Today in smallpox, apparently: The Centers for Disease Control and Prevention announced Tuesday that employees at the National Institutes of Health found some vials containing smallpox sitting in a laboratory storage room in Bethesda. These vials were labeled “variola,” which the CDC calls “the severe and most common form of smallpox.”
The vials were discovered last week in an unused part of a storage room inside a laboratory operated by the Food and Drug Administration, the CDC said in a news release. They were found by employees preparing to move the lab, which has been operated by the FDA since 1972, over to the main FDA campus.
Authorities said there was no indication that anyone had been exposed to smallpox, and they said no risk to workers or the public has been found. The vials originated in the 1950s, according to the CDC. (The last smallpox case in the United States occurred in 1949.)
The vials were discovered on July 1 by an FDA scientist. There were 16 vials, six of which were labeled “variola.” These vials were immediately placed in a secure containment laboratory in Bethesda and the CDC sent a team to pick them up on July 6, spokesman Tom Skinner said. The vials were transported on a government plane to the CDC’s most secure containment lab in Atlanta, where testing confirmed that the vials did contain smallpox.
Additional tests will be needed to see if the smallpox is viable, after which the samples will be destroyed, authorities said.

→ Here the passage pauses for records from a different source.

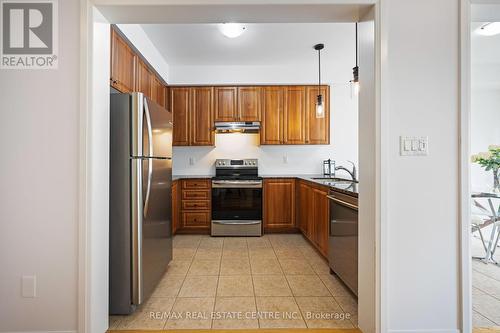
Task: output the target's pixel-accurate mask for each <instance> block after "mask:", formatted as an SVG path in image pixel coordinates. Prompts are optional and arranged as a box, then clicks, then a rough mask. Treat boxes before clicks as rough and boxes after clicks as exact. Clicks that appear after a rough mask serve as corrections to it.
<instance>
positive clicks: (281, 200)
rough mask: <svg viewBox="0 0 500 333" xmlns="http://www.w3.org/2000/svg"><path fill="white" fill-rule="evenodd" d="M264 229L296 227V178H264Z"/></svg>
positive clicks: (288, 228)
mask: <svg viewBox="0 0 500 333" xmlns="http://www.w3.org/2000/svg"><path fill="white" fill-rule="evenodd" d="M263 199H264V205H263V211H264V212H263V216H264V230H267V231H272V230H275V231H287V230H292V229H295V228H296V227H295V179H291V178H284V179H265V180H264V193H263Z"/></svg>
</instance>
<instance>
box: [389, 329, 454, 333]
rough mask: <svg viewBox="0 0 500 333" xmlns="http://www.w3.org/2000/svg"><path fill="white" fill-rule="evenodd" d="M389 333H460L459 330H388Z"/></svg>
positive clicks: (415, 329) (430, 329)
mask: <svg viewBox="0 0 500 333" xmlns="http://www.w3.org/2000/svg"><path fill="white" fill-rule="evenodd" d="M389 333H460V330H459V329H448V330H446V329H435V330H433V329H421V330H419V329H413V330H389Z"/></svg>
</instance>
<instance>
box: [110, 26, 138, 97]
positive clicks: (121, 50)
mask: <svg viewBox="0 0 500 333" xmlns="http://www.w3.org/2000/svg"><path fill="white" fill-rule="evenodd" d="M136 60H137V56H136V55H135V53H134V51H133V50H132V48H130V46H128V44H127V42H126V41H125V40H123V39H122V38H121V37H120V35H118V33H117V32H116V31H115V29H113V28H111V78H110V82H111V86H112V87H113V88H115V89H117V90H118V91H120V92H123V93H129V92H132V91H134V90H135V67H136Z"/></svg>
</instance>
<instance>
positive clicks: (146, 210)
mask: <svg viewBox="0 0 500 333" xmlns="http://www.w3.org/2000/svg"><path fill="white" fill-rule="evenodd" d="M144 113H145V115H146V125H147V127H148V141H149V153H148V156H153V155H154V153H153V152H154V151H153V129H152V127H151V114H150V113H149V107H148V102H147V100H146V99H144ZM152 176H153V160H152V159H151V158H149V159H148V183H147V187H146V199H145V200H144V217H146V216H147V215H148V208H149V195H150V193H151V177H152Z"/></svg>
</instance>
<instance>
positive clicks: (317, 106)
mask: <svg viewBox="0 0 500 333" xmlns="http://www.w3.org/2000/svg"><path fill="white" fill-rule="evenodd" d="M324 48H325V44H316V45H314V49H315V50H316V51H318V96H317V100H316V118H325V108H324V105H323V95H321V50H323V49H324Z"/></svg>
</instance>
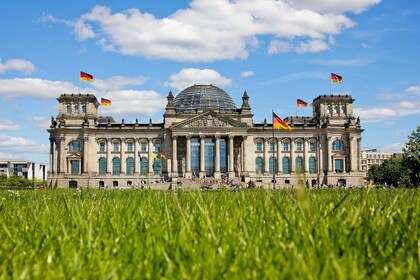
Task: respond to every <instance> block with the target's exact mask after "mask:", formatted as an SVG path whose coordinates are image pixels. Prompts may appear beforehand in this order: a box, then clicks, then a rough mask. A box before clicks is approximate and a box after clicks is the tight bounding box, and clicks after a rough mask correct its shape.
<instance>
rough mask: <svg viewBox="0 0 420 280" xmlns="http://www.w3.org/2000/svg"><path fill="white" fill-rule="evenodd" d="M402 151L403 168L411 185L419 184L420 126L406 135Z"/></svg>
mask: <svg viewBox="0 0 420 280" xmlns="http://www.w3.org/2000/svg"><path fill="white" fill-rule="evenodd" d="M403 151H404V168H405V170H407V171H408V173H409V174H408V176H409V179H410V182H411V184H412V185H413V186H415V187H418V186H419V185H420V126H417V130H415V131H413V132H412V133H411V135H410V136H408V143H407V144H406V145H405V148H404V149H403Z"/></svg>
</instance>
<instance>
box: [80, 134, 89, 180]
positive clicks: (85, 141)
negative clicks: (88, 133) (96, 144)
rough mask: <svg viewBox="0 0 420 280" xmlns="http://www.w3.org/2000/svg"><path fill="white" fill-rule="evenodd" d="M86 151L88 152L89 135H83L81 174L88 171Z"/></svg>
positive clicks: (87, 153)
mask: <svg viewBox="0 0 420 280" xmlns="http://www.w3.org/2000/svg"><path fill="white" fill-rule="evenodd" d="M88 152H89V137H87V136H86V137H83V163H82V166H83V172H82V173H83V174H87V173H88V168H89V166H88V157H89V155H88Z"/></svg>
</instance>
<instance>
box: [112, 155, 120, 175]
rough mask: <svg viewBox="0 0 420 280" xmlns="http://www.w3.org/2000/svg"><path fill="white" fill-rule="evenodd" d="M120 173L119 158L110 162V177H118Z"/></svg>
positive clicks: (115, 159) (113, 159) (112, 160)
mask: <svg viewBox="0 0 420 280" xmlns="http://www.w3.org/2000/svg"><path fill="white" fill-rule="evenodd" d="M120 172H121V161H120V159H119V158H114V159H113V160H112V175H120Z"/></svg>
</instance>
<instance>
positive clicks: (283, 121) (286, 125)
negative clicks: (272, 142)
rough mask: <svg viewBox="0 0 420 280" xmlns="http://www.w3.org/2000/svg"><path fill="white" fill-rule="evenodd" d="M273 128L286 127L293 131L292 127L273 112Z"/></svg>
mask: <svg viewBox="0 0 420 280" xmlns="http://www.w3.org/2000/svg"><path fill="white" fill-rule="evenodd" d="M273 128H274V129H284V130H287V131H289V132H291V131H292V128H291V127H290V126H289V125H288V124H287V123H286V122H285V121H283V120H282V119H280V118H279V117H278V116H277V115H276V113H274V112H273Z"/></svg>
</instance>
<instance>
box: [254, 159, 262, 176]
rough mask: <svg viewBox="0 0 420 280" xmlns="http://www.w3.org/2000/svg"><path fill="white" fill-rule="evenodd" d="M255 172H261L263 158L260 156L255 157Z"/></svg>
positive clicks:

The Federal Bureau of Investigation, along with the CDC’s Division of Select Agents and Toxins, is investigating how these samples came to be stored in the FDA lab. Smallpox can only be kept in two locations on the planet, both of them inspected by the World Health Organization: The CDC in Atlanta and the State Research Center of Virology and Biotechnology in Novosibirsk, Russia.
The big question is what the smallpox was doing in the FDA lab. “We’re trying to find out,” said Skinner. “This certainly is an unusual event.”
This discovery came just weeks after dozens of scientists were potentially exposed to live anthrax bacteria, an episode that required as many as 84 employees to get a vaccine or take antibiotics and resulted in the reassignment of the bioterror lab’s director.
This post has been updated. Last update: 2:54 p.m.